Many consumers do. The open rate hovers around 50%, and 20% of all recipients clicked through to the Physician Finder in response to an update on the firm’s TNS Regeneration System. (As well they should: The products are non-prescription, but they should be used in consultation with a doctor, Carr notes).

Conversions are hard to track since the products cannot be purchased online. But company sales have risen, and anecdotal evidence suggests that the newsletters are doing their job, adds Carr.

At first, SkinMedica viewed the updates as routine e-mail communications, but they soon started “taking shape as newsletters,” Carr continues.

As befits the audience, the doctor’s version is more technical. It includes articles not only on the cosmetseutical offerings, but on SkinMedica's prescription products like Vaniqa (which fights unwanted facial hair), and EpiQuin Micro (which treats a skin condition called melasma).

Another difference is that the contents appear entirely in the e-mail, resulting in few clickthroughs. But there are good reasons for this departure from standard practice.

For one thing, doctors tend to order by phone or during sales visits—they are “not using the Web as much as a tool,” says Carr. For another, the e-zine is not always read online—often, it is printed out by a secretary, and placed on the doctor’s desk. This edition goes to slightly more names than the consumer version and draws a slightly lower open rate, but Carr declines to give numbers because doctors are the actual customers. They subscribe during sales visits, or in the physician-only area of the Web site, he continues.

Is the content coordinated between the two newsletters? Yes. For example, when Bo Derek was signed on as a celebrity endorser, doctors were informed first.

“Everything we send out to consumers has already been pushed out to doctors,” says Carr.

Red Door Interactive handles production for both versions, from writing to delivery. All the content is vetted from the regulatory perspective.

What’s next? The firm plans to segment its list to provide more customized content.
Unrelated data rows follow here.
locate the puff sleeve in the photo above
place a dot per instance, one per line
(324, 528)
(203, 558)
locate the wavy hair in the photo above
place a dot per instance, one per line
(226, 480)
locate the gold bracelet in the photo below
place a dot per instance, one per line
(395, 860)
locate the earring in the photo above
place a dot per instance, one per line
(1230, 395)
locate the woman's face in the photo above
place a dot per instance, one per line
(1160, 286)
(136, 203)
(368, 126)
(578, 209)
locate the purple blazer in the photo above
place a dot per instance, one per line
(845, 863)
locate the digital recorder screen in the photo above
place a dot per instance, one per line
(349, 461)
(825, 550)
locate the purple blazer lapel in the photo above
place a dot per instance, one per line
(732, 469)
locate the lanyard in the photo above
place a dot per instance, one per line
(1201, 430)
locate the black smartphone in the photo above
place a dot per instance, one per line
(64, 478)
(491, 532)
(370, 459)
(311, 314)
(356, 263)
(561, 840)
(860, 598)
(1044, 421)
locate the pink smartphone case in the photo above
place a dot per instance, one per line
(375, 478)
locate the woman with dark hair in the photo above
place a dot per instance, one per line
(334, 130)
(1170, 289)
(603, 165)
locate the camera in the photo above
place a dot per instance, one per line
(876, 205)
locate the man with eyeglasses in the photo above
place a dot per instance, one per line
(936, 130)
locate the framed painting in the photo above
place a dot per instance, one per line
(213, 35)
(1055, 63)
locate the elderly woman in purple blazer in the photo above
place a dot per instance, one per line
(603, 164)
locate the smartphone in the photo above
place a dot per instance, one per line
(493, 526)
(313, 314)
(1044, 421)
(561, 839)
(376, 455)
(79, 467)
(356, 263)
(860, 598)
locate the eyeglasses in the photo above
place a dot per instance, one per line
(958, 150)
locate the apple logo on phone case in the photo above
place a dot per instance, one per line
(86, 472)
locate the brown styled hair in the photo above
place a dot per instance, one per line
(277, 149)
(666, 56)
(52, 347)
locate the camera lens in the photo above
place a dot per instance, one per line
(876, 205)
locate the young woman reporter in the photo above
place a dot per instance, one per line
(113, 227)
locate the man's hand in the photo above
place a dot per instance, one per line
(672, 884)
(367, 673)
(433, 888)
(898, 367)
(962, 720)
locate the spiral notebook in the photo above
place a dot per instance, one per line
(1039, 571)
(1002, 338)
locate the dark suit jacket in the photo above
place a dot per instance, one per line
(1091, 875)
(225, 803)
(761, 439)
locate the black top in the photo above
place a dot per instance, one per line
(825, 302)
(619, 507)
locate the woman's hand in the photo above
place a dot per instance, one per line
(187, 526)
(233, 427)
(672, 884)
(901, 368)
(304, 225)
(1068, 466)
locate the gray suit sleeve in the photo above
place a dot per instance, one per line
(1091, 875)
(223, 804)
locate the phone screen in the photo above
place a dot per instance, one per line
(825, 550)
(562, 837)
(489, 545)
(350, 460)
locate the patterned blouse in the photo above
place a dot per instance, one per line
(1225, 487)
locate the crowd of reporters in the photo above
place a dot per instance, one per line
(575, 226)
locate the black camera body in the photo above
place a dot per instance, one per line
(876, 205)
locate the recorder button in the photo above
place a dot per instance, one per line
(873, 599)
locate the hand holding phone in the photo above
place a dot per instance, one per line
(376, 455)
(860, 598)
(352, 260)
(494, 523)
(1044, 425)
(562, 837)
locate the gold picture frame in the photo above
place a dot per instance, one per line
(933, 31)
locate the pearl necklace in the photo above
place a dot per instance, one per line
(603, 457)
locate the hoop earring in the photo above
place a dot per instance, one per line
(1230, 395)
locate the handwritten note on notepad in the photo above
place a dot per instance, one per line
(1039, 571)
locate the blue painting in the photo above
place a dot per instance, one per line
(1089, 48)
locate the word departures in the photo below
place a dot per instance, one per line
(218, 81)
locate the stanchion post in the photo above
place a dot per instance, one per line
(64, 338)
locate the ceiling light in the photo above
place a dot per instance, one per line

One variable might be geography. “People in the South might be more interested in sun-oriented products, whereas in the north it might be products for dry skin,” says Carr. Then there’s age. Older consumers could choose an anti-aging product, younger people in a healthy skin regimen, Carr adds.

In addition, SkinMedica is testing day parts and specific days to determine the optimal time for broadcasting. What has it found? “The weekend is still viable for consumers, but not for doctors,” Carr says. “Many doctors are checking the stuff at night, so we can infer that they’re reading it at home, not at the office.”

Whatever the day, SkinMedica is committed to newsletters as a marketing tool. And so, obviously, is Carr.

“You can’t expect people to continually come back to your Web site,” he says. “You have to bring the site to them.”